We had our highly anticipated Spring Feast during the spring break, gathering members of our lab together for a time of fun and enjoyable gathering. On March 12th, the members of our lab, including our two visiting scholars and three graduate associates, gathered at Dr. Kim's place at lunchtime to enjoy a midday filled with great food and pleasant company. We had a wonderful time with the delicious food Dr. Kim prepared for us, as well as tasty desserts and a choice of tea or coffee. The Spring Feast provided us with a much-needed opportunity to relax and unwind, setting the stage for a memorable and enjoyable break.

Invited Talk: Dr. Min Kyu Kim presented our learning measures and approach to machine teaching

Invited Talk: Dr. Min Kyu Kim presented our learning measures and approach to machine teaching

February 26, 2024

Dr. Min Kyu Kim, our director, was invited to present at the NSF-ALOE Learning and Management Discussions on February 26th. His presentation was about the SMART project's learning measures and approach to machine teaching.

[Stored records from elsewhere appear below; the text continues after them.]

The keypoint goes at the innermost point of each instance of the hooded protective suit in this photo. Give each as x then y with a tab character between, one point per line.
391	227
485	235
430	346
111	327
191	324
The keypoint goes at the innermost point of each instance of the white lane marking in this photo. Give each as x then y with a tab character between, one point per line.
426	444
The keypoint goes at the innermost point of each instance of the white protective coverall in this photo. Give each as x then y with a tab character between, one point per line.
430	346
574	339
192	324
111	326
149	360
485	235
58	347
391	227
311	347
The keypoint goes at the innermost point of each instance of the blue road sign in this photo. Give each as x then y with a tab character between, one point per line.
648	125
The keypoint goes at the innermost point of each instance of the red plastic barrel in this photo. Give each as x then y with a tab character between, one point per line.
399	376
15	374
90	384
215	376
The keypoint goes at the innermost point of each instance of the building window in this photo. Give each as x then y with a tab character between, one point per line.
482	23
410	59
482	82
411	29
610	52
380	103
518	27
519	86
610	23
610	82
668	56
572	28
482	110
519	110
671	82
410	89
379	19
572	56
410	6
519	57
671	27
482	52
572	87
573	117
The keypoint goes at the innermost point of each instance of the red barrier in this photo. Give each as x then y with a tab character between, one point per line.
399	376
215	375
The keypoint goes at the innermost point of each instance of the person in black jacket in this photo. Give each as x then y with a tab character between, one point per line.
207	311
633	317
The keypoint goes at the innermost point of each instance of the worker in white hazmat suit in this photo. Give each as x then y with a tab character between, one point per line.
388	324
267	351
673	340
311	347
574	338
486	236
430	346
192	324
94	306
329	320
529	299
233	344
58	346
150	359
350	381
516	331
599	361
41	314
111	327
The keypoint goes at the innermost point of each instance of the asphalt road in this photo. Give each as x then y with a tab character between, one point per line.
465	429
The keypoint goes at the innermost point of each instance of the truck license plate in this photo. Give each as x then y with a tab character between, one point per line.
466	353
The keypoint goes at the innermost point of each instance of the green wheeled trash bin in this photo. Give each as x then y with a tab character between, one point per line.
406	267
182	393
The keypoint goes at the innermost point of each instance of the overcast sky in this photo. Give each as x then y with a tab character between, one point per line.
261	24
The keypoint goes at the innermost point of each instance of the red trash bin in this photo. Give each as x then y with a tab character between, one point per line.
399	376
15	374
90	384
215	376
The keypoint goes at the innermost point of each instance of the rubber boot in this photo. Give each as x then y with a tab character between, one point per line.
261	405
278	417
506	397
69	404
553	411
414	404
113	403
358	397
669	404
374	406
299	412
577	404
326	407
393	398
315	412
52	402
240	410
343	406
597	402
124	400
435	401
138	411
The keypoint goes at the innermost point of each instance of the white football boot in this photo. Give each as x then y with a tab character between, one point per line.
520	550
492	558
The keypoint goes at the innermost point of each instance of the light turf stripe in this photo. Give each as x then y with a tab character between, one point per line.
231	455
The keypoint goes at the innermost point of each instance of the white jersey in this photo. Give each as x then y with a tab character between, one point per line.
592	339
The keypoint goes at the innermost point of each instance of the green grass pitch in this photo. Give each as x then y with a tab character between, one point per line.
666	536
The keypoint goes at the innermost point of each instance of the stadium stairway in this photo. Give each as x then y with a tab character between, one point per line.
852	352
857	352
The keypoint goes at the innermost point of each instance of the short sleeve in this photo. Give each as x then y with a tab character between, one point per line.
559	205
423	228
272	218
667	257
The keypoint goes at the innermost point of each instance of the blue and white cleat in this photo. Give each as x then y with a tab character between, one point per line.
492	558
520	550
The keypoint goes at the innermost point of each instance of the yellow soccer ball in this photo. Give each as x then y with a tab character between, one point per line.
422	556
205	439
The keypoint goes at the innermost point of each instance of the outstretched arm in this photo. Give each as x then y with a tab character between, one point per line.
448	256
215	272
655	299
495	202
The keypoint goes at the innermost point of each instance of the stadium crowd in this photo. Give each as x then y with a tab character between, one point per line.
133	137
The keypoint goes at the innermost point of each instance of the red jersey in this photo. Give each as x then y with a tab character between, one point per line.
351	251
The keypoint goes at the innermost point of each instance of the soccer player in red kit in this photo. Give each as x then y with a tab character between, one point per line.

Dr. Kim discussed the various learning metrics utilized within the SMART project, starting from outlining the theory of change guiding our work, highlighting our research questions, and explaining the tools we use for data collection. Additionally, he addressed the successful strategies we've implemented, the challenges we face, and our efforts to improve data collection scalability. Dr. Kim also touched upon our team's approach to machine teaching, focusing on the use of generative AI for expert modeling. He briefly mentioned our upcoming pilot test plans and W.R.I.T.E. development as well.

Hyunkyu Han joins as a graduate research associate.

Hyunkyu Han joins as a graduate research associate.

January 22, 2024

Let's welcom Hyunkyu, our new graduate research associate.  

Hyunkyu joins our lab. She earned a Master's in Educational Technology from Yonsei University, South Korea and an undergrad in Elementary Education from Gongju National University of Education. Currently, she is an elementary school teacher in South Korea. Her research interests involve leveraging AI to create personalized learning environments that cater to the needs of learners and implementing AI-augmented active learning strategies.

Hyunkyu particularly focuses on the NSF-IUSE project in which she will lead the design of AI-augmented pre-classroom learning activities and strategies. The goal is to facilitate learners' smooth transition from pre-classroom to in-classroom learning and from self-paced to collaborative and hands-on learning in large-sized introductory physics courses.